Oracle open sources Graphpipe to standardize machine learning model deployment

Oracle, a company not exactly known for having the best relationship with the open source community, is releasing a new open source tool today called Graphpipe, which is designed to simplify and standardize the deployment of machine learning models.

The tool consists of a set of libraries and tools for following the standard.

Vish Abrams, whose background includes helping develop OpenStack at NASA and later helping launch Nebula, an OpenStack startup in 2011, is leading the project. He says as his team dug into the machine learning workflow, they found a gap. While teams spend lots of energy developing a machine learning model, it’s hard to actually deploy the model for customers to use. That’s where Graphpipe comes in.

He points out that it’s common with newer technologies like machine learning for people to get caught up in the hype. Even though the development process keeps improving, he says that people often don’t think about deployment.

“Graphpipe is what’s grown out of our attempt to really improve deployment stories for machine learning models, and to create an open standard around having a way of doing that to improve the space,” Abrams told TechCrunch.

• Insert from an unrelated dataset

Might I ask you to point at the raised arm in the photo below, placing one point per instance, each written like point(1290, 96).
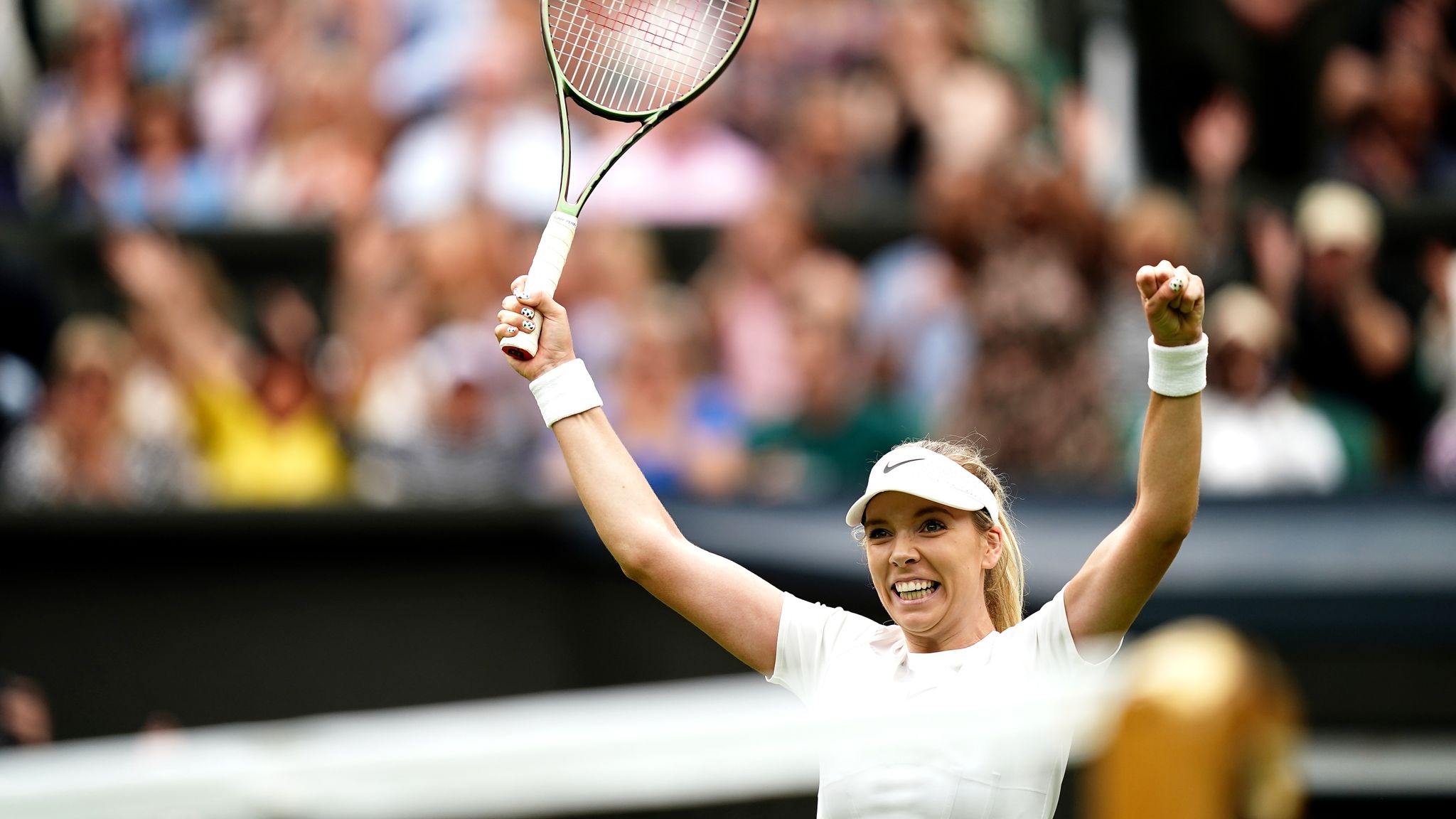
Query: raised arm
point(1120, 576)
point(729, 602)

As Oracle dug into this, they identified three main problems. For starters, there is no standard way to serve APIs, leaving you to use whatever your framework provides. Next, there is no standard deployment mechanism, which leaves developers to build custom ones every time. Finally, they found existing methods leave performance as an afterthought, which in machine learning could be a major problem.

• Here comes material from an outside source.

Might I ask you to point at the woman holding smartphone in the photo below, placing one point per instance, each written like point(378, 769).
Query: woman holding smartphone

“We created Graphpipe to solve these three challenges. It provides a standard, high-performance protocol for transmitting tensor data over the network, along with simple implementations of clients and servers that make deploying and querying machine learning models from any framework a breeze,” Abrams wrote in a blog post announcing the release of Graphpipe.

The company decided to make this a standard and to open source it to try and move machine learning model deployment forward. “Graphpipe sits on that intersection between solving a business problems and pushing the state of the art forward, and I think personally, the best way to do that is by have an open source approach. Often, if you’re trying to standardize something without going for the open source bits, what you end up with is a bunch of competing technologies,” he said.

Abrams acknowledged the tension that has existed between Oracle and the open source community over the years, but says they have been working to change the perception recently with contributions to Kubernetes and Oracle FN, their open source Serverless Functions Platform as examples. Ultimately he says, if the technology is interesting enough, people will give it a chance, regardless of who is putting it out there. And of course, once it’s out there, if a community builds around it, they will adapt and change it as open source projects tend to do. Abrams hopes that happens.

“We care more about the standard becoming quite broadly adopted, than we do about our particular implementation of it because that makes it easier for everyone. It’s really up to the community decide that this is valuable and interesting.” he said.

Graphpipe is available starting today on the Oracle GitHub Graphpipe page.